Aunt Martha, religious, domestic, and patient, represents ideals of womanhood and femininity that were important in Jacobs’s time. She lives for her home and her children and wants only to keep her family intact. She is so humble and pious that she believes that God has ordained her a slave for her own good. All of this is in keeping with a set of sexual stereotypes called the Cult of Domesticity (sometimes called “True Womanhood”), which dictated that women were essentially pure, submissive, pious, and oriented toward the private realm of home and family. Jacobs presents Aunt Martha as a sympathetic, virtuous figure, but also uses her to question some of the “feminine” values she represents, particularly as they apply to black women. Her virtue, patience, and piety go unrewarded, as she sees most of her children and grandchildren sold away or escaped to the North. Her last child, Aunt Nancy, is slowly killed by slavery. Aunt Martha’s story suggests that if slave women try to adhere to white middle-class ideas of how women should behave, they will be rewarded only with greater suffering.

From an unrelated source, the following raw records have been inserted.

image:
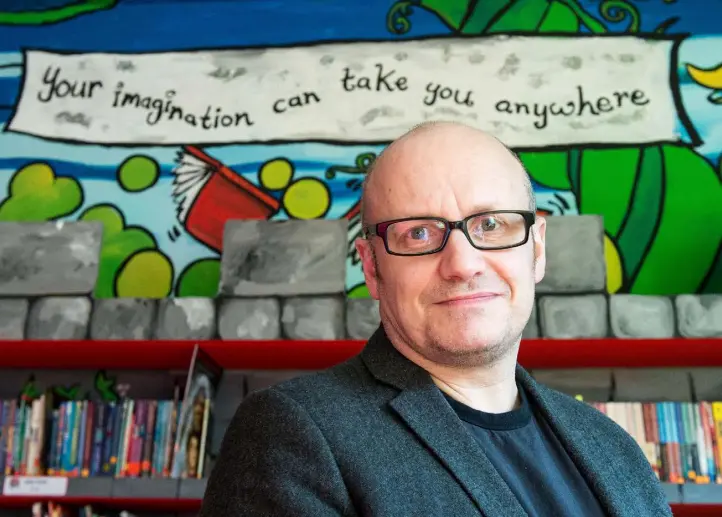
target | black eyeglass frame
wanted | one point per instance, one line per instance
(380, 230)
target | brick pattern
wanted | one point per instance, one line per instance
(285, 279)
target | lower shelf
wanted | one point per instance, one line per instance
(172, 495)
(150, 494)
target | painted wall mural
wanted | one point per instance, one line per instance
(130, 113)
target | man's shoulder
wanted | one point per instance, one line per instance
(335, 387)
(583, 415)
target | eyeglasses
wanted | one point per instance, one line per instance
(493, 230)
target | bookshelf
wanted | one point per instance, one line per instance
(167, 495)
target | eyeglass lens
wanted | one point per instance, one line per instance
(487, 231)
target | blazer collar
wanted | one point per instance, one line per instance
(427, 413)
(423, 407)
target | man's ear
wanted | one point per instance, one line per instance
(368, 264)
(540, 258)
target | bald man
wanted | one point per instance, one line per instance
(435, 417)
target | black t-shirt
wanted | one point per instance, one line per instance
(531, 460)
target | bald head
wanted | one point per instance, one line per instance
(435, 153)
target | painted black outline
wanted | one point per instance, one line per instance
(126, 160)
(138, 252)
(675, 39)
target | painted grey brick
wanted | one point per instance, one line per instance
(593, 384)
(186, 318)
(573, 317)
(318, 317)
(249, 318)
(362, 317)
(43, 259)
(59, 317)
(531, 330)
(575, 255)
(699, 315)
(284, 258)
(13, 316)
(652, 385)
(706, 383)
(123, 318)
(640, 316)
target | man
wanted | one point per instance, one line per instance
(435, 417)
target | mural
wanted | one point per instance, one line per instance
(614, 106)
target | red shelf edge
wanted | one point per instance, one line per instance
(171, 505)
(318, 354)
(192, 505)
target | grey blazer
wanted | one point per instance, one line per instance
(374, 437)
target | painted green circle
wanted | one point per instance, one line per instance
(201, 278)
(138, 173)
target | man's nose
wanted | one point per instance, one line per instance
(459, 259)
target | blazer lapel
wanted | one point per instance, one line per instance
(424, 409)
(587, 452)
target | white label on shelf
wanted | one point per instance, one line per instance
(35, 485)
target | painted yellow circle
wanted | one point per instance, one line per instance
(275, 174)
(307, 198)
(147, 274)
(614, 265)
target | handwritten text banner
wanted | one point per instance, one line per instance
(528, 91)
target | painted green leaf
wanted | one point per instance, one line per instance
(56, 14)
(713, 282)
(479, 19)
(638, 228)
(548, 169)
(688, 237)
(119, 243)
(559, 18)
(452, 12)
(600, 169)
(522, 15)
(499, 16)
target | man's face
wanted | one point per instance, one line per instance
(420, 295)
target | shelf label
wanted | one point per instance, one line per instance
(35, 486)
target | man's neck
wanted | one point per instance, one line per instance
(480, 392)
(490, 388)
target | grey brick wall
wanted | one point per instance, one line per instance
(286, 280)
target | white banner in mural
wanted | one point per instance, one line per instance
(528, 91)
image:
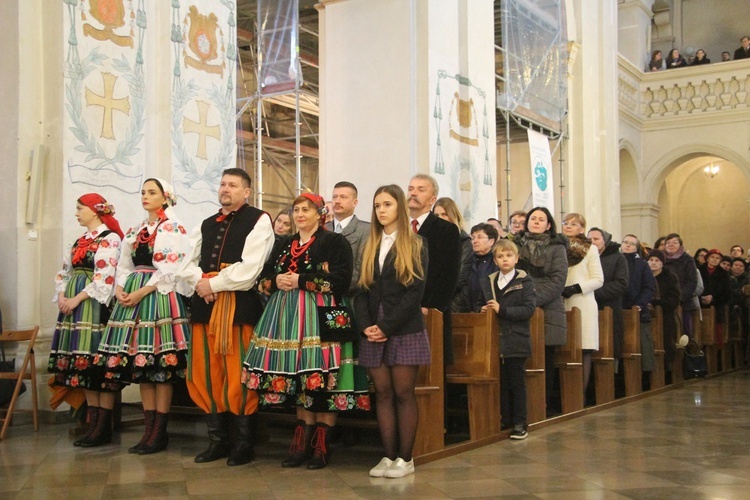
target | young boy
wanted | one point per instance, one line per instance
(514, 301)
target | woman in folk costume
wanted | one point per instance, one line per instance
(85, 286)
(147, 336)
(287, 361)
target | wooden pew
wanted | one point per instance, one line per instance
(678, 365)
(603, 360)
(476, 364)
(725, 352)
(430, 389)
(708, 339)
(657, 332)
(569, 361)
(535, 386)
(631, 351)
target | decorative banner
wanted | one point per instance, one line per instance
(542, 187)
(462, 131)
(105, 103)
(204, 137)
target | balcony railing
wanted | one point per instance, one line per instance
(691, 91)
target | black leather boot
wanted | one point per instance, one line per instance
(320, 442)
(159, 438)
(149, 416)
(243, 445)
(103, 432)
(93, 417)
(300, 450)
(218, 435)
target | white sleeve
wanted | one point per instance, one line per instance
(102, 286)
(190, 272)
(242, 275)
(170, 248)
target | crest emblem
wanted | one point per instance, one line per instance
(203, 42)
(111, 15)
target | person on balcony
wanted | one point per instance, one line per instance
(675, 60)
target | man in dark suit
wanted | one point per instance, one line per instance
(345, 222)
(744, 51)
(444, 253)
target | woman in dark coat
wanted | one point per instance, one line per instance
(683, 266)
(616, 279)
(542, 254)
(641, 288)
(667, 296)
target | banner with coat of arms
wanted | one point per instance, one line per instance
(105, 104)
(204, 54)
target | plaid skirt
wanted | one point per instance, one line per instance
(408, 349)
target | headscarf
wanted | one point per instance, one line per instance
(104, 211)
(320, 204)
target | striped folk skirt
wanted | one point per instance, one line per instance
(146, 343)
(287, 363)
(76, 341)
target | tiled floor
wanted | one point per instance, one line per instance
(693, 442)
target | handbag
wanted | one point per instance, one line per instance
(335, 324)
(694, 365)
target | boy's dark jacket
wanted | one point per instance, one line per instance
(517, 305)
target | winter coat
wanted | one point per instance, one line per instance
(616, 278)
(549, 271)
(641, 286)
(517, 304)
(586, 272)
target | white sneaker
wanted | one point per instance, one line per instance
(383, 465)
(400, 468)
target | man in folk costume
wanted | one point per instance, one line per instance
(228, 253)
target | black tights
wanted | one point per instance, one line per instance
(396, 404)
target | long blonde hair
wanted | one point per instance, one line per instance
(408, 246)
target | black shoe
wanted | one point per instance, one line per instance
(518, 432)
(218, 433)
(300, 450)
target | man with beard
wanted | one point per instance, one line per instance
(228, 253)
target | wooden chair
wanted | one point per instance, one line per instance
(430, 389)
(708, 340)
(476, 364)
(603, 360)
(631, 351)
(27, 372)
(535, 385)
(657, 332)
(569, 360)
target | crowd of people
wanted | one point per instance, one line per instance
(675, 60)
(307, 310)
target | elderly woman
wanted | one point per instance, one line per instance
(641, 288)
(147, 337)
(85, 286)
(446, 209)
(667, 295)
(584, 276)
(683, 265)
(542, 255)
(289, 361)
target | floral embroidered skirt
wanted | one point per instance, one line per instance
(76, 341)
(146, 343)
(287, 363)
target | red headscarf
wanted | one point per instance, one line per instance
(104, 210)
(320, 204)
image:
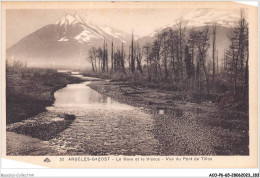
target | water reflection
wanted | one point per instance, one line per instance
(75, 97)
(168, 111)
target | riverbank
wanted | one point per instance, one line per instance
(184, 127)
(30, 90)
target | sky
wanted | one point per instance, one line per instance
(22, 22)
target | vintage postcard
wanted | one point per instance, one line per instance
(130, 84)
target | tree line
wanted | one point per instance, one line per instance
(181, 56)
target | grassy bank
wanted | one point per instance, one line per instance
(181, 125)
(30, 90)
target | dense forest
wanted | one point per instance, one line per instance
(179, 57)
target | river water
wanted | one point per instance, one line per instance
(102, 126)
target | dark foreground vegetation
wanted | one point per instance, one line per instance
(30, 90)
(182, 60)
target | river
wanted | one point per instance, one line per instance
(102, 126)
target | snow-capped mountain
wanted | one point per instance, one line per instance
(64, 43)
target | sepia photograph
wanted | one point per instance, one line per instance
(127, 81)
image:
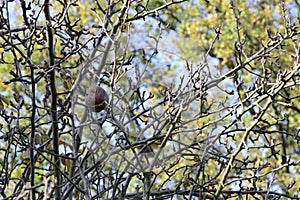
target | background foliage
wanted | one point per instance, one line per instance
(203, 99)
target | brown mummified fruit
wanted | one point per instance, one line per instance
(96, 98)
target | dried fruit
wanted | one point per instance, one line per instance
(96, 98)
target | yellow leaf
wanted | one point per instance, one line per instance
(4, 99)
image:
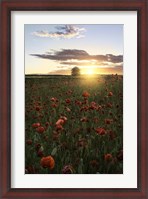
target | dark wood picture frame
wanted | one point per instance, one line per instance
(141, 6)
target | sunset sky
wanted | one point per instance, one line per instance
(56, 49)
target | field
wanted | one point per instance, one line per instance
(74, 125)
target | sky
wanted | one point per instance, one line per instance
(56, 49)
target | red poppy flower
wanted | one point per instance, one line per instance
(85, 94)
(108, 121)
(110, 94)
(35, 125)
(108, 157)
(37, 108)
(29, 142)
(59, 127)
(68, 101)
(47, 162)
(101, 131)
(68, 169)
(40, 129)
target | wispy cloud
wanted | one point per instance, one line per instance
(63, 31)
(81, 58)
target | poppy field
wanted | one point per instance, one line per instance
(74, 125)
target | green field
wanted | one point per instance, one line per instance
(74, 125)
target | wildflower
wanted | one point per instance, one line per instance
(47, 124)
(110, 94)
(120, 155)
(60, 122)
(29, 142)
(68, 101)
(82, 142)
(40, 129)
(37, 108)
(85, 94)
(108, 157)
(47, 162)
(40, 153)
(101, 131)
(59, 127)
(84, 119)
(94, 163)
(35, 125)
(108, 121)
(68, 169)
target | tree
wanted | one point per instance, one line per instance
(75, 71)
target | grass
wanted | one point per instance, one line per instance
(88, 136)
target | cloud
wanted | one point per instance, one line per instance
(65, 32)
(80, 58)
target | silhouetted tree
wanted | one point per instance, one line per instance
(75, 71)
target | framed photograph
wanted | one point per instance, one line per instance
(73, 99)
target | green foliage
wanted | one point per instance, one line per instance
(79, 143)
(75, 71)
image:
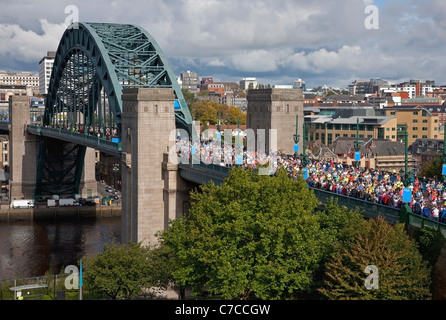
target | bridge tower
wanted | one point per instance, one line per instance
(276, 109)
(152, 189)
(23, 150)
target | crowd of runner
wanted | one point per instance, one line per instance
(428, 197)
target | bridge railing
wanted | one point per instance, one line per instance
(214, 167)
(77, 137)
(369, 209)
(373, 210)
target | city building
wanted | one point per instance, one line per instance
(7, 91)
(327, 128)
(419, 122)
(45, 69)
(27, 79)
(378, 154)
(189, 81)
(424, 150)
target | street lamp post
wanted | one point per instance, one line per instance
(406, 172)
(406, 158)
(444, 150)
(304, 147)
(296, 137)
(356, 143)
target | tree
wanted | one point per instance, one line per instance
(430, 241)
(254, 236)
(402, 273)
(120, 271)
(432, 168)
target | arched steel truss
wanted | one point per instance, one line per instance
(94, 62)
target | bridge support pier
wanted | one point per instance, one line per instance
(149, 192)
(23, 150)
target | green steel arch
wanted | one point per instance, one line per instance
(94, 62)
(95, 58)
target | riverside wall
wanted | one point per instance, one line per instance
(59, 213)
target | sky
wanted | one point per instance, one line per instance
(323, 42)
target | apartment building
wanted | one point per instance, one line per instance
(419, 122)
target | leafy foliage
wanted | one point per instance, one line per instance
(207, 113)
(403, 274)
(433, 168)
(120, 271)
(252, 237)
(430, 241)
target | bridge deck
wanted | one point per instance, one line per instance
(109, 147)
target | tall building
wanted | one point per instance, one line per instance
(45, 68)
(27, 79)
(189, 81)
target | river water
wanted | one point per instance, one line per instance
(29, 249)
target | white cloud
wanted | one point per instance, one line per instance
(28, 45)
(322, 39)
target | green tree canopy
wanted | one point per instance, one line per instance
(119, 271)
(402, 273)
(254, 236)
(207, 113)
(432, 169)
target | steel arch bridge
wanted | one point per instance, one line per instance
(94, 62)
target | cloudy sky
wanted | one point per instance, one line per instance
(324, 42)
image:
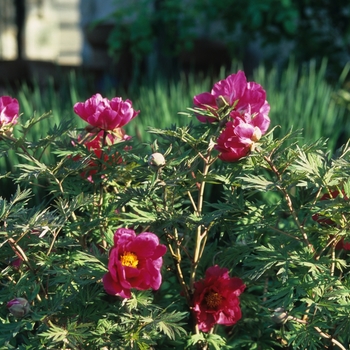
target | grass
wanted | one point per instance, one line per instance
(300, 98)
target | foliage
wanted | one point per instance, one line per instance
(254, 217)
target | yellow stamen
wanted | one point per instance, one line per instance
(129, 259)
(213, 299)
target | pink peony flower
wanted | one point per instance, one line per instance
(9, 109)
(215, 299)
(19, 307)
(105, 114)
(238, 137)
(235, 91)
(134, 262)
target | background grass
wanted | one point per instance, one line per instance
(300, 98)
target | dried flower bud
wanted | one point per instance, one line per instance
(156, 160)
(19, 307)
(279, 315)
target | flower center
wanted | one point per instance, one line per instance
(213, 299)
(129, 259)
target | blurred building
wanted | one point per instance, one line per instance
(51, 32)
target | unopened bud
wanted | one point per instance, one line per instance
(156, 160)
(19, 307)
(279, 315)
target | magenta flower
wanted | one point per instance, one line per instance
(134, 262)
(9, 109)
(105, 114)
(236, 92)
(239, 136)
(215, 299)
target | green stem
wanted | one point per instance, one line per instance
(200, 235)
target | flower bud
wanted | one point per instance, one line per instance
(156, 160)
(19, 307)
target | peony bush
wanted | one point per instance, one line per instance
(214, 236)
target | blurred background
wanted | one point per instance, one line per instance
(134, 38)
(160, 53)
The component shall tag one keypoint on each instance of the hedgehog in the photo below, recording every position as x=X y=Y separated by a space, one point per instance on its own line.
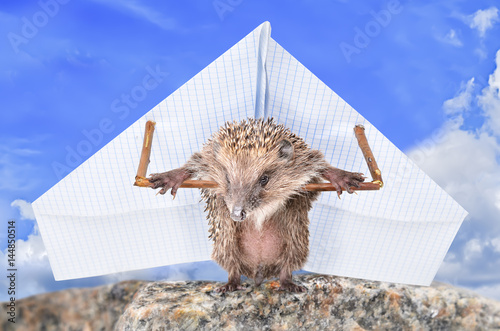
x=258 y=214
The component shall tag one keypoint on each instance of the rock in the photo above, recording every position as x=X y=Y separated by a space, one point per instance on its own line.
x=85 y=309
x=333 y=303
x=329 y=303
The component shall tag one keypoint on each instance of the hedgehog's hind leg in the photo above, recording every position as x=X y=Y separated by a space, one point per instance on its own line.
x=287 y=284
x=233 y=284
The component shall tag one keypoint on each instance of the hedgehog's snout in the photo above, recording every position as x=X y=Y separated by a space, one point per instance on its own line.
x=238 y=214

Linda’s attic hideout, a place where she is so restricted that she cannot sit or stand, represents all of the forces that keep her from being free. Conversely, it also represents the space of freedom she creates for herself in her own mind. Like slavery, the attic confines Linda’s body in terrible ways. She suffers physically and psychologically, losing her ability to speak and walk and becoming despairing and depressed. Her time in the attic almost kills her, which causes the reader to recall how Dr. Flint had claimed his right, under the laws of slavery, to do so himself. However, the attic is also a prison of Linda’s own choosing, and in this regard it differs from the imposed confinement of slavery. By going into hiding, she rejects Dr. Flint’s claim to own her soul as well as her body. Just as she decides to have consensual sex with Mr. Sands to avoid forced sex with Dr. Flint, she chooses the tortures of the attic over Flint’s luxurious cottage in the woods. She may have replaced one set of physical and emotional hardships with another, but she has claimed her mind and spirit as her own. The “loophole,” a peephole through which she can watch the outside world, symbolizes the spiritual freedom Linda finds even in seemingly restricted circumstances.